法華狼の日記

他名義は“ほっけ”等。主な話題は、アニメやネットや歴史認識の感想。ときどき著名人は敬称略。

『ドラえもん』へやいっぱいの大どらやき/ドラドラスパイ大作戦

ひさしぶりに後半が再放送。何かの時期的なテーマというわけでもなく、理由がよくわからない。


「へやいっぱいの大どらやき」は、ドラ焼きをつくるため新種の細菌をうみだす秘密道具をドラえもんが出す。失敗をくりかえしたドラえもんはあきらめたが、のび太がかわりに新種の細菌をつくって……
同名の原作短編を2005年リニューアルから初めてのアニメ化。テレビ東京系のキッズアニメや子供向け番組で活躍していた永野たかひろが、脚本として初参加。
あらすじは基本的に原作をふまえているが、ディテールを大幅に追加。ドラえもんが細菌の利用法を説明する台詞を長くして、ジュースの合成に水だけでなく空気も必要という考証を追加。さらに牛乳をヨーグルトにしたり大豆を発酵食品にする描写を絵で見せる。
原作では失敗と言及されただけののび太がつくった細菌も、どのような能力をもつかアニメオリジナルで描写*1。不合理なようでいてギリギリありえそうな発酵をおこない*2、友人たちにも披露される。原作ではノビジュースの試飲でしか登場しないので、これも友人の出番を確保するTVアニメの方針なのだろう。
高柳哲司コンテに小野慎哉作画監督で、アニメーションの見どころも多い。細菌の作用によってメタモルフォーゼする物体が、ちゃんとそれぞれの硬さ柔らかさを感じさせる動きを見せる。部屋に充満したドラ焼きのため家がたわんでいく手描き作画も、ていねいな撮影効果の質感を足していて良かった。
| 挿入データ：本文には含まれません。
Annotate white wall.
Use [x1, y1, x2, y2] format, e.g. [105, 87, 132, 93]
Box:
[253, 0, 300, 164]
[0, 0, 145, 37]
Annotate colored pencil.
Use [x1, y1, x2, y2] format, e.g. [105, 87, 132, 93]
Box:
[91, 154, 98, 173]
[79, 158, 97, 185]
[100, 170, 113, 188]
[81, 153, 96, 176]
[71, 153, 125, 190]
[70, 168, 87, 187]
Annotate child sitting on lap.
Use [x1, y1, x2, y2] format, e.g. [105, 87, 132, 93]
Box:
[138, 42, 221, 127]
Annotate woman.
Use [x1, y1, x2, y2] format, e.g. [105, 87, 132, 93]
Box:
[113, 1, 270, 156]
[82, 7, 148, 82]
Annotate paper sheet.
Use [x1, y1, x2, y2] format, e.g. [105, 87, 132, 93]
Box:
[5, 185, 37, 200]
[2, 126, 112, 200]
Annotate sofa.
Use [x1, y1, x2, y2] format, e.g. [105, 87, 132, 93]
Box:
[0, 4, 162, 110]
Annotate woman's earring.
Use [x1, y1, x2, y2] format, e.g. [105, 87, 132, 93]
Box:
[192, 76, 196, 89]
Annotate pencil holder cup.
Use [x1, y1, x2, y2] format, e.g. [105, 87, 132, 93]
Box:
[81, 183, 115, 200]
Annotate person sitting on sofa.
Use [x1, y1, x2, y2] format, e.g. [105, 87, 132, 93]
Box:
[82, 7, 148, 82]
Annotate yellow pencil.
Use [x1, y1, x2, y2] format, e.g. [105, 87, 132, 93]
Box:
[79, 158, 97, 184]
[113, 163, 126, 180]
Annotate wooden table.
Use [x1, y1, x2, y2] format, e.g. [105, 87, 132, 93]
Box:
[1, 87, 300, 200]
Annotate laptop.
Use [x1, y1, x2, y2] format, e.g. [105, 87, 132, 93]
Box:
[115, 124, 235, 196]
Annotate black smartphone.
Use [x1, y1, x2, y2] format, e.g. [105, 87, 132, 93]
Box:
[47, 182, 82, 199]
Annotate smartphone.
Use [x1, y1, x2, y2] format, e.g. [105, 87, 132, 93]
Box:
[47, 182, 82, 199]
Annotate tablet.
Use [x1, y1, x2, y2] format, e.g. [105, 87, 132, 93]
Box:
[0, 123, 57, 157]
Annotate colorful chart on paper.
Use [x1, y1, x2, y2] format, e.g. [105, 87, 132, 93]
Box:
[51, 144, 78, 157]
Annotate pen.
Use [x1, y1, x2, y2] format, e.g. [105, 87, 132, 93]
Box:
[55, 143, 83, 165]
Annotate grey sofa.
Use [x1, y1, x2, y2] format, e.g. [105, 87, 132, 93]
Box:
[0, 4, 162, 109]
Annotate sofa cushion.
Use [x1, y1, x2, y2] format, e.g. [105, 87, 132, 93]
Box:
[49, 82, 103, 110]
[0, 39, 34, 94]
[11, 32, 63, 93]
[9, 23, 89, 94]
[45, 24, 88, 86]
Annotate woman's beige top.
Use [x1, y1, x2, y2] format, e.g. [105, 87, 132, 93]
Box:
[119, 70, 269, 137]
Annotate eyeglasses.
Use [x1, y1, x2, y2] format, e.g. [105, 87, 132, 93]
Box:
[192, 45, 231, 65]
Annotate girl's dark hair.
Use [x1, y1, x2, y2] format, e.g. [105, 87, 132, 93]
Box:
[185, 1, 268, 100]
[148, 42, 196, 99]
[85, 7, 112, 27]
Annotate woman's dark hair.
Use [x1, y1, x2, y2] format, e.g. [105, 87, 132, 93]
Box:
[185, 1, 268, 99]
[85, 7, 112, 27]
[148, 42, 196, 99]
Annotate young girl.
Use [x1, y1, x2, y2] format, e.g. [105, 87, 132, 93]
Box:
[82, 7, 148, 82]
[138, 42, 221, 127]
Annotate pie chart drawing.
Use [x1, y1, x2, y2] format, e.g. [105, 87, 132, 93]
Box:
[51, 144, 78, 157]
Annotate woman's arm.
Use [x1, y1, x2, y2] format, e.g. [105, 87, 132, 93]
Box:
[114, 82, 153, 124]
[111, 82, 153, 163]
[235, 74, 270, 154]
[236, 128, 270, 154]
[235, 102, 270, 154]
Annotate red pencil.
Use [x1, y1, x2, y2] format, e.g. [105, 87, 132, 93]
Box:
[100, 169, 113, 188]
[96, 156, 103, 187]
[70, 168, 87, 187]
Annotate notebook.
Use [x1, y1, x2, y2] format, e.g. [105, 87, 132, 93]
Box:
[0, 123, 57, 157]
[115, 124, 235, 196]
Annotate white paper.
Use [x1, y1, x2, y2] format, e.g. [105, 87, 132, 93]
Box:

「ドラドラスパイ大作戦」は2018年の再放送。あらためて見ても面白いアニメオリジナルだったが、再視聴しての新たな発見というものは特になかった。
『ドラえもん』架空人物たまご/ドラドラスパイ大作戦 - 法華狼の日記

*1:のび太にとっては失敗だが、0点の答案を隠滅しようとして逆に硬化する細菌になったあたり、政府が公文書をまともに保存しない日本には有益だろうと感じた。 www.jcp.or.jp 真面目な話、重要書類にかぎらず美術品や古書などの保存などには役立ちそう。

*2:たとえば不味いラーメンのようになる輪ゴムだが、もともと天然ゴムと菓子のガムは同じ樹液からつくられる。